Highlights & Insights¶
- Paradigm Shift: Switching from "distribution estimation → pseudo-label generation → representation learning" to "geometric anchor construction → relational graph inference → representation learning → pseudo-label back-propagation," reversing the signal chain and making stable geometric structure the main axis. Such reframing is rare in ReaLTSSL literature.
- ETF Anchors + Relational Embedding: Interpreting ridge regression \(\mathbf{a}_i=(\mathbf{z}_i\mathbf{P}^\top)(\mathbf{P}\mathbf{P}^\top+\lambda\mathbf{I})^{-1}\) as "projecting samples onto geometric coordinate axes" is ingenious—it ensures relational embeddings have closed-form solutions (no extra learnable parameters) and naturally transfers the "equiangularity" of geometric anchors to the relational space.
- Distribution-agnostic Statistics: The combination of \(q_{max}\) and \(q_{gap}\) avoids any assumptions about class distribution, providing a truly "protocol-agnostic" reliability metric that can be seamlessly transferred to any unknown distribution scenario.
Limitations & Future Work¶
- When the number of classes \(C\) is large, simplex ETF requires embedding dimension \(d\geq C-1\), which constrains small models or small projection heads.
- The computational cost of graph propagation steps \(\beta\) grows with \(|\mathbf{B}|^2\) for large batches; scaling to ImageNet-level requires intra-mini-batch propagation or sampling approximations.
- The method treats all unlabeled samples in a batch as "graph nodes," without considering global structure across batches/epochs, potentially missing long-range manifold topology.
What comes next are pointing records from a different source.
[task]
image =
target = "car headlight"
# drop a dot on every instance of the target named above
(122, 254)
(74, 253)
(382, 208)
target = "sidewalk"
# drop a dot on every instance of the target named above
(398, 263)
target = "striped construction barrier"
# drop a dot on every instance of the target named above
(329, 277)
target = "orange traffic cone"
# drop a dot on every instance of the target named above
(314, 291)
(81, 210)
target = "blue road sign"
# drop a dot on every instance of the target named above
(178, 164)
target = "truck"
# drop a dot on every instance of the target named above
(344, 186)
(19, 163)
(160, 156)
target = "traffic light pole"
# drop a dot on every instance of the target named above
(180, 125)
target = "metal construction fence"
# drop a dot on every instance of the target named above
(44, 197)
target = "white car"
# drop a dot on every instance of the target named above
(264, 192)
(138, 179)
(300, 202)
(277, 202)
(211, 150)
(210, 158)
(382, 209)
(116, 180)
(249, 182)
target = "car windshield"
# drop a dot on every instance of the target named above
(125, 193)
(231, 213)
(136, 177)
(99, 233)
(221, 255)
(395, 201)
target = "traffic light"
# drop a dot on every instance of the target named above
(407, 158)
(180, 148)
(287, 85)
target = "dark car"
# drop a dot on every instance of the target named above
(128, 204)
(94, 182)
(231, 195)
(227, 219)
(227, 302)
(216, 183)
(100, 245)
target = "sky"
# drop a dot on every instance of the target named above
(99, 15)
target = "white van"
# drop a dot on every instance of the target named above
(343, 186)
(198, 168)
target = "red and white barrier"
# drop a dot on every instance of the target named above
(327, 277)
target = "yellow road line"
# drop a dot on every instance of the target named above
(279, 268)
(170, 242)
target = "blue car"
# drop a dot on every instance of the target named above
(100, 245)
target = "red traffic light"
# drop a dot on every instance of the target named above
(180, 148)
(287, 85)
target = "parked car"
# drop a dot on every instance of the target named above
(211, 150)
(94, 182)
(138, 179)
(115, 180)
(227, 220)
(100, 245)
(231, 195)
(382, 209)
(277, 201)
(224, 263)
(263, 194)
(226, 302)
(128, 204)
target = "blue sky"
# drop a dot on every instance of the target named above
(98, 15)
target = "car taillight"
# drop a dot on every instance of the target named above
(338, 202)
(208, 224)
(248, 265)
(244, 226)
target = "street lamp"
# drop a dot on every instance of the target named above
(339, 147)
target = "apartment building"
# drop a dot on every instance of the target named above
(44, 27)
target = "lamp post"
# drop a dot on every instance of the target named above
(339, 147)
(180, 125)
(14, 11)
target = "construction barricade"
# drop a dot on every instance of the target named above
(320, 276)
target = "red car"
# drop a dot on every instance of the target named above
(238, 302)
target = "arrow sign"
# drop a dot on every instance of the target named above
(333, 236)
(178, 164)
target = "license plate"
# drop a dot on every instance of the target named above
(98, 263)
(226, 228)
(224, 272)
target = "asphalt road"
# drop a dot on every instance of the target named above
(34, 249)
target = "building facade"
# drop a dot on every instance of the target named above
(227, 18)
- Geometric anchors are fixed; "task-adaptive anchor generation" has not been explored, which could be combined with prompt-learning for text/multimodal SSL in the future.
Related Work & Insights¶
- vs FreeMatch / SoftMatch: They select samples via dynamic confidence thresholding, while this work uses geometric + structural supervision (GJS) to completely replace confidence-based selection, making it more robust to unknown distributions.
- vs CPG / SimPro: They explicitly/implicitly estimate the unlabeled distribution, but collapse under extreme label scarcity; SAGE completely bypasses distribution estimation.
- vs Neural Collapse / DR-DSN series: Those works use ETF as classifier weight targets, while SAGE uses ETF as "relational coordinate system" and "contrastive anchor," a more upstream and noise-resistant usage.
- Insights: For any task where pseudo-labels are unreliable (open-set SSL, noisy label learning, long-tail detection), the "signal source switch" strategy is worth emulating—find signals (structure, geometry, relations) more robust than labels as the main supervision.
Rating¶
- Novelty: ⭐⭐⭐⭐⭐ The paradigm shift from "distribution estimation" to "structural inference" is a genuinely new perspective in ReaLTSSL literature.
- Experimental Thoroughness: ⭐⭐⭐⭐ Five datasets + various imbalance ratios + 9 baselines, but lacks ImageNet-scale validation.
- Writing Quality: ⭐⭐⭐⭐ Motivation is logically progressive, from diagnostic experiments to method; formulas are dense.
- Value: ⭐⭐⭐⭐ Proposes the more realistic UniSSL setting + stable average +8.52 pp improvement, directly applicable to real-world SSL scenarios.